Une volonté politique
Enfin les États se réveillent. Sous prétexte de défendre leurs concitoyens et leur économie, c’est surtout la crainte de la perte de leur souveraineté qui pousse les politiques à entrer dans la danse. Il aura fallu des élections clairement manipulées et l’émergence d’une nouvelle monnaie virtuelle pouvant potentiellement toucher presque la moitié de l’humanité pour que tous brandissent l’étendard de la règlementation. Les voix sont plus ou moins fortes suivant les pays, mais l’idée originelle d’une autorégulation des réseaux a atteint ses limites avec l’importance qu’ils ont prise dans nos vies. C’est un peu comme l’autogestion en entreprise, l’idée est séduisante, mais son application aux grands ensembles est inopérante.
La mode n’étant plus à la planification, le politique essaie de reprendre la main, non pas pour restreindre les libertés comme certains le prétendent, mais plutôt pour les maintenir face à la puissance du numérique concentrée dans quelques mains d’acteurs privés et souvent étrangers. Nous sommes passés d’une mondialisation de marchandises à une mondialisation des données. Qui appuie sur « refuser » dans les petits pop-up de la page d’accueil des sites internet ? Au risque de ne pas avoir accès à l’information, d’être redirigé vers une page de conditions générales ou tout simplement par habitude, on accepte.
Depuis 10 ans, l’action politique en France a été de ce point de vue assez remarquable. L’État a investi fortement dans la mutation du modèle économique, notamment au travers de la mission French Tech dont la raison d’être, pleinement affichée, est de « faire de la France un des pays les plus attractifs au monde pour les start-ups ». À l’aide de la BPI qui investit à tour de bras dans les start-ups françaises, mais aussi et surtout dans la transformation des PME et des ETI, c’est tout un dispositif public d’accompagnement qui a été mis en place et les résultats sont là. Notre économie a pivoté vers les services porteurs de croissance et d’emplois alors que le modèle industriel, tel que pratiqué en Allemagne, souffre fortement des contraintes règlementaires, environnementales et internationales.
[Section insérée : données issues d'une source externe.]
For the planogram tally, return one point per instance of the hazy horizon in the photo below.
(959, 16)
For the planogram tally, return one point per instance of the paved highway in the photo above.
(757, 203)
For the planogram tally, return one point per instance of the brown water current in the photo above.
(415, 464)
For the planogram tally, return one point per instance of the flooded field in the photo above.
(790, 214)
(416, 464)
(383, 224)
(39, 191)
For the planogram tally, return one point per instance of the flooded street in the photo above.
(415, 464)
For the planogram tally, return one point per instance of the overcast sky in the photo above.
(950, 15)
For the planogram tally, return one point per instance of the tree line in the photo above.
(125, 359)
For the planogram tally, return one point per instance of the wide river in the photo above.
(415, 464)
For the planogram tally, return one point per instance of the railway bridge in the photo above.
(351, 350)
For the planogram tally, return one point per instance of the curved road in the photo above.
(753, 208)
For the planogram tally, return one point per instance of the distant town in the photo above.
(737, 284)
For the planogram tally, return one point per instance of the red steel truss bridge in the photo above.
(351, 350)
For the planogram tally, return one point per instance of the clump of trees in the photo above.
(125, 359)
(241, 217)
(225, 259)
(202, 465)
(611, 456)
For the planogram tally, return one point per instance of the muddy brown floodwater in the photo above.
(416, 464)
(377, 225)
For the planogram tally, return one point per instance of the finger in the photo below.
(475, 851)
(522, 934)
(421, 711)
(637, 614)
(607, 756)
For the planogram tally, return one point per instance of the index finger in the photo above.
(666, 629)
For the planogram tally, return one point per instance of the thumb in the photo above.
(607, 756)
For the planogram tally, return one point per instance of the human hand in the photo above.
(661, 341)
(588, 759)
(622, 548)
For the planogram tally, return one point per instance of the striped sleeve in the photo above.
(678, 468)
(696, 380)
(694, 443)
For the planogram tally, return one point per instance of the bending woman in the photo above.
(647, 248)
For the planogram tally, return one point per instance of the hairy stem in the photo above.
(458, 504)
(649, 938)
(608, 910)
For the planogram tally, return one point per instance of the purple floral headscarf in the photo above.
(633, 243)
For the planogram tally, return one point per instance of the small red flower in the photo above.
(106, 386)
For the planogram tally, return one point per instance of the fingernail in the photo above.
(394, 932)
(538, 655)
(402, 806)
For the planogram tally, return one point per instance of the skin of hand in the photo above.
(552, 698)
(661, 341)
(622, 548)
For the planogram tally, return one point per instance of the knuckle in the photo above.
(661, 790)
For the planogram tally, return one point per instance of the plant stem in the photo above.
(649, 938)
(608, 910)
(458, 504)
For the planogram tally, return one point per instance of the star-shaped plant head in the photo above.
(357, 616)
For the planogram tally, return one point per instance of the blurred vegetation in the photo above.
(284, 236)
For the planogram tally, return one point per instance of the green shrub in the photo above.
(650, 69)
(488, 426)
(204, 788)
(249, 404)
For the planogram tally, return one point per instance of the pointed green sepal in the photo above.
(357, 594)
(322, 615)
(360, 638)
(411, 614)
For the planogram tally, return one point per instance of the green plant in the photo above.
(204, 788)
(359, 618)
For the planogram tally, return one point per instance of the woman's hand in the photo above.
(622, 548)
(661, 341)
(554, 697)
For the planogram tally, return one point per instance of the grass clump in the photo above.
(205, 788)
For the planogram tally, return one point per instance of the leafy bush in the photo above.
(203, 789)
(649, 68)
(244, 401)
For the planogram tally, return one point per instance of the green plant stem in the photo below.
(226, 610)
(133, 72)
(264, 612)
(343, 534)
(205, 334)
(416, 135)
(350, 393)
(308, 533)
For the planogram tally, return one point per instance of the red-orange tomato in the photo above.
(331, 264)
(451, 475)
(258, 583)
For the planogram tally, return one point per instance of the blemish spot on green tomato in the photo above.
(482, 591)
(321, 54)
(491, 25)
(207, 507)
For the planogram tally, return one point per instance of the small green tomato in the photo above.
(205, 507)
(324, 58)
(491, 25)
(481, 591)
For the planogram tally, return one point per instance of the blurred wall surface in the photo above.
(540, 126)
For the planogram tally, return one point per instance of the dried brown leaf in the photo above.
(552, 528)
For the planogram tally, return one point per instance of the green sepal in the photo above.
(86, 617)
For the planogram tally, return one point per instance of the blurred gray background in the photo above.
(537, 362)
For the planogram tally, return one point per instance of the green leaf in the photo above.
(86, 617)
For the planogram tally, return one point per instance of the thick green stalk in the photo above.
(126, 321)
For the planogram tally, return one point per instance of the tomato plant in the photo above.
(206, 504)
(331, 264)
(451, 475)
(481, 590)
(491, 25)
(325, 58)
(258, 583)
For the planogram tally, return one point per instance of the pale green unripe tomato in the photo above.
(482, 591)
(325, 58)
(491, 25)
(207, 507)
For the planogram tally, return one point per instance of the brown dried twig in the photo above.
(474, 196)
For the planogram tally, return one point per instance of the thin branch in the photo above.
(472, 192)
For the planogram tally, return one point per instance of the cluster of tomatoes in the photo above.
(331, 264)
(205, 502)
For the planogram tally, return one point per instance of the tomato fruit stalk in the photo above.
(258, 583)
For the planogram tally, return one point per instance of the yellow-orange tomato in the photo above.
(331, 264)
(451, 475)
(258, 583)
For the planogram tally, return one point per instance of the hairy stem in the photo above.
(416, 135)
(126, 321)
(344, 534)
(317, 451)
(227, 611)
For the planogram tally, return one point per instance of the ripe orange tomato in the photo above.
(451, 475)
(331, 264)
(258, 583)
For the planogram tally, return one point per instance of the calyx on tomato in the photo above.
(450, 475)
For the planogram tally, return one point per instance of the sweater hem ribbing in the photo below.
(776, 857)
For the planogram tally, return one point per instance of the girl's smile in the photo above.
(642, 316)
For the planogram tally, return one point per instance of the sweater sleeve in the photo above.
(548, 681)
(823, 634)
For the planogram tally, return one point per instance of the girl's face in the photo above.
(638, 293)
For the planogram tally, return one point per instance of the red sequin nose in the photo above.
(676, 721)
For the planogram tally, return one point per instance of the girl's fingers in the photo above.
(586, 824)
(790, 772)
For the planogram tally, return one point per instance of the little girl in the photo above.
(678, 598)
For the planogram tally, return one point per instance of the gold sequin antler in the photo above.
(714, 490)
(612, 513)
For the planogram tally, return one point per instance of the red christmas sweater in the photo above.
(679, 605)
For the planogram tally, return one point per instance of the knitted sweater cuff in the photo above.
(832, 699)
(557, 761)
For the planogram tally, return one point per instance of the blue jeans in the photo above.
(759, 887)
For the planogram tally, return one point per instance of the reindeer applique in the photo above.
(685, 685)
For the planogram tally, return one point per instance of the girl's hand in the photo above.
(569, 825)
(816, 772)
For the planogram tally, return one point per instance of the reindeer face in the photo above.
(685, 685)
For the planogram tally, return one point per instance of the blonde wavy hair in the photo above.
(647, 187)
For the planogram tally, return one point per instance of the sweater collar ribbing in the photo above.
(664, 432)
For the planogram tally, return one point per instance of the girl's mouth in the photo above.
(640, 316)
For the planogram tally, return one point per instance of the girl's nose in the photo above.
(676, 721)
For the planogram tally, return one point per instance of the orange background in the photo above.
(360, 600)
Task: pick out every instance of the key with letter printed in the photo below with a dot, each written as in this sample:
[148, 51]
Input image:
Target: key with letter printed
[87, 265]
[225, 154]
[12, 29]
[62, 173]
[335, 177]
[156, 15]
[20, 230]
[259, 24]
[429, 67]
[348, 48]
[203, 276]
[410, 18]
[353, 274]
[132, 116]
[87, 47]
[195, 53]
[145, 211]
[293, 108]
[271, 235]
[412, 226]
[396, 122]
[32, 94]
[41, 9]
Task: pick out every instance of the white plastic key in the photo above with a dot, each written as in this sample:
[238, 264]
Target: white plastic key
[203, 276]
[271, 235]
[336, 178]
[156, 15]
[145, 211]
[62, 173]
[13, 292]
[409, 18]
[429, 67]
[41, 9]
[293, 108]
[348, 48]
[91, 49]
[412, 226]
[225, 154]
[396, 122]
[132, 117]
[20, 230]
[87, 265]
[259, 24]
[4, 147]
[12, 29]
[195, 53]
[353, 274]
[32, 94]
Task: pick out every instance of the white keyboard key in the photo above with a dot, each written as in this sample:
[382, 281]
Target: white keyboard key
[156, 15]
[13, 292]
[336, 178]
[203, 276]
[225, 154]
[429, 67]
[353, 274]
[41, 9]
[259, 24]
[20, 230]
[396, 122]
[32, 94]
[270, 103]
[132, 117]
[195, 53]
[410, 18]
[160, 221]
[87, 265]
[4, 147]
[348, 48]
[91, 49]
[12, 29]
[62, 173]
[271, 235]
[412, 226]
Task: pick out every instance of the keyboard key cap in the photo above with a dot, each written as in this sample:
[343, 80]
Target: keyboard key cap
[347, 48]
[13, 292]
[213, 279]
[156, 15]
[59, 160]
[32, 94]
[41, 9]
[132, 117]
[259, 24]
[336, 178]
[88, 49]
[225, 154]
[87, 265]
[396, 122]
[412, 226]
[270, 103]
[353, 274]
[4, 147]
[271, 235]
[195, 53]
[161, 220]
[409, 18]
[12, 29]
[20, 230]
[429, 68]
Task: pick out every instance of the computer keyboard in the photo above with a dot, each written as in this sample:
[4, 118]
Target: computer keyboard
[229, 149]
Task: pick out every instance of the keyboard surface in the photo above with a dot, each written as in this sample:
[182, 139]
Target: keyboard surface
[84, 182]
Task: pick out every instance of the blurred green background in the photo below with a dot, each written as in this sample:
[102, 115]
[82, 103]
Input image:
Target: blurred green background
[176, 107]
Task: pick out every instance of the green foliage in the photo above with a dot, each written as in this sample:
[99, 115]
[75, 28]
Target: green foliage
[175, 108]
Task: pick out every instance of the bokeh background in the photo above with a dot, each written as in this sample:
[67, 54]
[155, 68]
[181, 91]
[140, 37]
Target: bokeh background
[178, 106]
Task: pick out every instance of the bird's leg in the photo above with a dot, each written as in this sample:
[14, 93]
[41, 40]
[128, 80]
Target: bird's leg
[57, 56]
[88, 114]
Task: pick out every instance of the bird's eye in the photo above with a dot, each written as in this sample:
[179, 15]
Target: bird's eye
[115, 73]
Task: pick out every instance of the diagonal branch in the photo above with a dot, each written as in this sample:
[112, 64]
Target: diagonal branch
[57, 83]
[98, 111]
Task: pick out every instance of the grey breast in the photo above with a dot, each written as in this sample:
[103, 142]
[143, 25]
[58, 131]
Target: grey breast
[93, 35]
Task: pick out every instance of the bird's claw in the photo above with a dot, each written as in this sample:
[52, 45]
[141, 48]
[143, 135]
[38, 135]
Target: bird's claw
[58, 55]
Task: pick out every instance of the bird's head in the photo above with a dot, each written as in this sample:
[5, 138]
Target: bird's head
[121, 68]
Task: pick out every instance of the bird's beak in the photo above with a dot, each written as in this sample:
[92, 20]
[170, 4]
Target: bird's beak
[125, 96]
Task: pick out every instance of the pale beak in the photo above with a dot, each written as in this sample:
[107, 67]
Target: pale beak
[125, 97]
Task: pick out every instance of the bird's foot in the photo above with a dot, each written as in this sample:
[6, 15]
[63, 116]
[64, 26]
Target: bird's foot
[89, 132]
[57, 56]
Contrairement au capitalisme américain qui se passe facilement de l’État pour auto-générer des empires économiques, le modèle français nécessite une impulsion publique pour tracer la voie. L’épanouissement d’un maillage d’entreprises axées sur le digital, crédibles et solides découle d’un plan politique de long terme. Il y a dix ans, les mots « levées de fonds », « VC », « private equity » et même « start-up » ne disaient absolument rien aux non-initiés. À l’époque, les jeunes diplômés rêvaient d’une carrière dans une grande multinationale. Aujourd’hui, 45 % d’entre eux souhaitent un jour créer leur entreprise. La nouvelle génération rêve d’entrepreneuriat, de flexibilité, d’indépendance, et le politique entretient le fantasme pour produire les leaders de demain.
Ce n’est donc pas simplement le modèle économique qui a muté, c’est tout un environnement socioculturel avec. La numérisation du monde a créé son propre univers et le politique a embrassé le mouvement.
Et la morale ?
Beaucoup s’agitent autour des mérites et des risques de l’intelligence artificielle, des biotechnologies, du transhumanisme, mais ce n’est encore que les balbutiements. Pour quiconque ayant tenté de converser avec Alexa, il est clair que l’assistant vocal est à l’intelligence artificielle ce qu’était le Bi-Bop des années 90 à l’iPhone. Aujourd’hui, les énergies se concentrent à sauver la planète, nous verrons plus tard comment y vivre ensemble… et avec les machines.